In dmphillippo/multinma: Bayesian Network Meta-Analysis of Individual and Aggregate Data

library(multinma)
options(mc.cores = parallel::detectCores())

library(multinma)
nc <- switch(tolower(Sys.getenv("_R_CHECK_LIMIT_CORES_")), 
             "true" =, "warn" = 2, 
             parallel::detectCores())
options(mc.cores = nc)

This vignette describes the analysis of 10 trials comparing reduced fat diets to control (non-reduced fat diets) for preventing mortality [@Hooper2000; @TSD2]. The data are available in this package as dietary_fat:

head(dietary_fat)

Setting up the network

We begin by setting up the network - here just a pairwise meta-analysis. We have arm-level rate data giving the number of deaths (r) and the person-years at risk (E) in each arm, so we use the function set_agd_arm(). We set "Control" as the reference treatment.
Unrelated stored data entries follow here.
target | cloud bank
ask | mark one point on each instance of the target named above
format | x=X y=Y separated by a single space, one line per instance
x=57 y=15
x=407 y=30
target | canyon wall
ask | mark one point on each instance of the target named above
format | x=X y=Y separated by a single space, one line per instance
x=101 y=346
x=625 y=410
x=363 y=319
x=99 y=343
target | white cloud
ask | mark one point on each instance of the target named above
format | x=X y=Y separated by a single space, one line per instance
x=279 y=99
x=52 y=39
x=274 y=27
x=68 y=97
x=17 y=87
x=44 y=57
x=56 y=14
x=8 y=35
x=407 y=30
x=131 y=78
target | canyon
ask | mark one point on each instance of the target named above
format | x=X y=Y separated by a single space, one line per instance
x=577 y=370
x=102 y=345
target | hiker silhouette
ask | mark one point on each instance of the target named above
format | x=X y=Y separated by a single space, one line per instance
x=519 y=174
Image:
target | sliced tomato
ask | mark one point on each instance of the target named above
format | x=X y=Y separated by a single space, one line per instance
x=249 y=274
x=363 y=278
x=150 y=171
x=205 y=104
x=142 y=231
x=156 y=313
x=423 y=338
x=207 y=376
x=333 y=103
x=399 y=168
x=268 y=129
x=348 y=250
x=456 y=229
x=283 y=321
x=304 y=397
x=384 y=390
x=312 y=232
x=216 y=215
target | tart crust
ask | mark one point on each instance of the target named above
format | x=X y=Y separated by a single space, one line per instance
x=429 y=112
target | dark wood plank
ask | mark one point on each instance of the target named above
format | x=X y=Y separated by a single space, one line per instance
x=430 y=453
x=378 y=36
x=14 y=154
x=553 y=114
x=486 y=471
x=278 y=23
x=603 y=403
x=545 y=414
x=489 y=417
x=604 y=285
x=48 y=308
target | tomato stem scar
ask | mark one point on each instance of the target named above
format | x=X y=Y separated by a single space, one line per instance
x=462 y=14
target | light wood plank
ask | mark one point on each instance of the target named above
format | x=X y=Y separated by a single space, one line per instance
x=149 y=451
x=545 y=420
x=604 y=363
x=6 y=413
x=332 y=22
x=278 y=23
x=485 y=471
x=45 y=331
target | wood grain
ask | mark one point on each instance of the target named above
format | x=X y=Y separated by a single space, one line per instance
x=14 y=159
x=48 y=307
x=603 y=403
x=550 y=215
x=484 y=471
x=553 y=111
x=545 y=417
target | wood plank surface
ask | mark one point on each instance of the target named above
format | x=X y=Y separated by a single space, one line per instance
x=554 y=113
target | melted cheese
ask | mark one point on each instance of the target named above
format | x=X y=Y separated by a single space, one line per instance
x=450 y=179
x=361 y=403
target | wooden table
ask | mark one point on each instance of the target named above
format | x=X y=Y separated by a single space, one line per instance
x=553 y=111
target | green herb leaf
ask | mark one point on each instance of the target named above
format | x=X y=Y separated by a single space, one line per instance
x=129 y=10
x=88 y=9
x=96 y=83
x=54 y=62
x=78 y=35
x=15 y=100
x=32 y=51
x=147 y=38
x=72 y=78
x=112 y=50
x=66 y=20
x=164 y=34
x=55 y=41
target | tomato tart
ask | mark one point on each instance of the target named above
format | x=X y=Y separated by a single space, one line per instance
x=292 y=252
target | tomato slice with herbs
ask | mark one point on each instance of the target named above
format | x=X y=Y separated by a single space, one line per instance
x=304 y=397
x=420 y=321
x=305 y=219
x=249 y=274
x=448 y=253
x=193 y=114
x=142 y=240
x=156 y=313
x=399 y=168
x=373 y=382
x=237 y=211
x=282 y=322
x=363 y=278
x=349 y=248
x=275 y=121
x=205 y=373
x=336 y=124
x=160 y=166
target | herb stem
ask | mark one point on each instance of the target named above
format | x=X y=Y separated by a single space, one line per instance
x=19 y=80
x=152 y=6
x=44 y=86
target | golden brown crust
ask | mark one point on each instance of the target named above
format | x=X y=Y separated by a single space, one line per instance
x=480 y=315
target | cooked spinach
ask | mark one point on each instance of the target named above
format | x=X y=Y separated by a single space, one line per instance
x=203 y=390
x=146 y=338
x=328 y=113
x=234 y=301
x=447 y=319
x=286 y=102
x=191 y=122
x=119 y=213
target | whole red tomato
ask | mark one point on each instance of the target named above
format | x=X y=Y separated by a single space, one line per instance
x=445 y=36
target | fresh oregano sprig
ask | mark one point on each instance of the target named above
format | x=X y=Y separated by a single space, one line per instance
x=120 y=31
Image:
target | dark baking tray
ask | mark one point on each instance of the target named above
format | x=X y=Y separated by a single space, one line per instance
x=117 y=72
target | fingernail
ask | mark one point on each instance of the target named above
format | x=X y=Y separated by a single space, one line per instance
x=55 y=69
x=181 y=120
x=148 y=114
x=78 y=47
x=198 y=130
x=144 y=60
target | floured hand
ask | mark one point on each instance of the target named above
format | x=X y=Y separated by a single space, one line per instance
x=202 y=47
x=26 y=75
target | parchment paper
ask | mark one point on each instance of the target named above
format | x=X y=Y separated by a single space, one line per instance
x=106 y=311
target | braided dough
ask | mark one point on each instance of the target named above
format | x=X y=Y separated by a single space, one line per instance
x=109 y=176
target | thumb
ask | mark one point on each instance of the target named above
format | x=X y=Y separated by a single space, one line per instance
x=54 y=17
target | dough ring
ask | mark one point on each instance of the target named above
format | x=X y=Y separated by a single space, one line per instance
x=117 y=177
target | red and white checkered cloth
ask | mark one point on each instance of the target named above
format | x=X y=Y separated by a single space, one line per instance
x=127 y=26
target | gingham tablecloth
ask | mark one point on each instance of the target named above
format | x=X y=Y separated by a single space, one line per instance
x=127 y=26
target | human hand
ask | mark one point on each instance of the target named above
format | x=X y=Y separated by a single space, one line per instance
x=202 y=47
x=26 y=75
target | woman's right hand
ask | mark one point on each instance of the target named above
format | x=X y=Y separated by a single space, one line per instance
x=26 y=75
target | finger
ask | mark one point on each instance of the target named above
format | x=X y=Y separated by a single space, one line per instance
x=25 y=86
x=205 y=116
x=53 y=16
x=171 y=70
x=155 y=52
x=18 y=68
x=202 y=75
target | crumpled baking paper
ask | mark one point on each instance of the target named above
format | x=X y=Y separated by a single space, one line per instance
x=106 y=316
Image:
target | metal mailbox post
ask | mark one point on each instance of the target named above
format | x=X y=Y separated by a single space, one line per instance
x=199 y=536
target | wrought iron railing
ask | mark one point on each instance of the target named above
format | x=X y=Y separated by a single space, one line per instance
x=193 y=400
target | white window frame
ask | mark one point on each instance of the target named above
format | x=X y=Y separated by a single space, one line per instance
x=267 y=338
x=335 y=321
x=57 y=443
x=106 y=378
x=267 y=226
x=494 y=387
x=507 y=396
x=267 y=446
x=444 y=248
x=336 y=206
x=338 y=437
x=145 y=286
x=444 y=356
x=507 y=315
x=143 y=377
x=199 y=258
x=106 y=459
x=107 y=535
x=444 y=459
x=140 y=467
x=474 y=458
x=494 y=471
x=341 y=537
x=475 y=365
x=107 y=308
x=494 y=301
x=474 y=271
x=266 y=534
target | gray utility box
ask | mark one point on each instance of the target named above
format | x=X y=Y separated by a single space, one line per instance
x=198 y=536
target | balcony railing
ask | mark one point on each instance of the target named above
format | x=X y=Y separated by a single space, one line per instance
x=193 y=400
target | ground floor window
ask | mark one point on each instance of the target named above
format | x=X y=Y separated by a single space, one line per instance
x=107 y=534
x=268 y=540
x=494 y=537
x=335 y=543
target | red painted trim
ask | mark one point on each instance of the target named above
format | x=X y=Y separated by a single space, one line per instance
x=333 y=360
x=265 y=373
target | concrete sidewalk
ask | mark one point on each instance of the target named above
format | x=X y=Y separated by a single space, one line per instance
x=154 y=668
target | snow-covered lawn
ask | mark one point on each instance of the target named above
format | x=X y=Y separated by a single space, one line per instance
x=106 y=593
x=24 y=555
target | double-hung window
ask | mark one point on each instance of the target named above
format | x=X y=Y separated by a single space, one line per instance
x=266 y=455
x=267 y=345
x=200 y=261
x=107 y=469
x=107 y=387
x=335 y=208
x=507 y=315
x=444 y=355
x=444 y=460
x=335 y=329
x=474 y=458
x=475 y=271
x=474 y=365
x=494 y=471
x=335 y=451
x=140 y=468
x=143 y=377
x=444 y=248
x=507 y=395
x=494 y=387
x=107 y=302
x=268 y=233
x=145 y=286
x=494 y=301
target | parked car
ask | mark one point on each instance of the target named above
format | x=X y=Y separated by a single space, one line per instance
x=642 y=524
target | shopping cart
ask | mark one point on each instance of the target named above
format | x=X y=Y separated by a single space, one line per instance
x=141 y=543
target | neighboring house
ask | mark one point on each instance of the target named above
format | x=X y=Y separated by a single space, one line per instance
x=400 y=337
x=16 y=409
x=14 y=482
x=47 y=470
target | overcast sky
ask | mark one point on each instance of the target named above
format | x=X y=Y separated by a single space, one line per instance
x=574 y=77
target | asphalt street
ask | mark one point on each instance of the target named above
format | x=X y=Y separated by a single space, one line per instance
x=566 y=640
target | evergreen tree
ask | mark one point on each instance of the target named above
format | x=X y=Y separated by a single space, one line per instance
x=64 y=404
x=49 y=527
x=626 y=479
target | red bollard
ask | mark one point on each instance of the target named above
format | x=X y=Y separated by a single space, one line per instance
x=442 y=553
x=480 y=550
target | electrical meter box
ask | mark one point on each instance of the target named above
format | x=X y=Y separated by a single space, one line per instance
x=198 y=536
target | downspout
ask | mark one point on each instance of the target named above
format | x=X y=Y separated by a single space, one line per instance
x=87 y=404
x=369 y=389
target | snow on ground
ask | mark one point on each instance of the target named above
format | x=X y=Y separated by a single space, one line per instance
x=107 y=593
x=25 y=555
diet_net <- set_agd_arm(dietary_fat, 
                        study = studyc,
                        trt = trtc,
                        r = r, 
                        E = E,
                        trt_ref = "Control",
                        sample_size = n)
diet_net

We also specify the optional sample_size argument, although it is not strictly necessary here. In this case sample_size would only be required to produce a network plot with nodes weighted by sample size, and a network plot is not particularly informative for a meta-analysis of only two treatments. (The sample_size argument is more important when a regression model is specified, since it also enables automatic centering of predictors and production of predictions for studies in the network, see ?set_agd_arm.)

Meta-analysis models

We fit both fixed effect (FE) and random effects (RE) models.

Fixed effect meta-analysis

First, we fit a fixed effect model using the nma() function with trt_effects = "fixed". We use $\mathrm{N}(0, 100^2)$ prior distributions for the treatment effects $d_k$ and study-specific intercepts $\mu_j$. We can examine the range of parameter values implied by these prior distributions with the summary() method:

summary(normal(scale = 100))

The model is fitted using the nma() function. By default, this will use a Poisson likelihood with a log link function, auto-detected from the data.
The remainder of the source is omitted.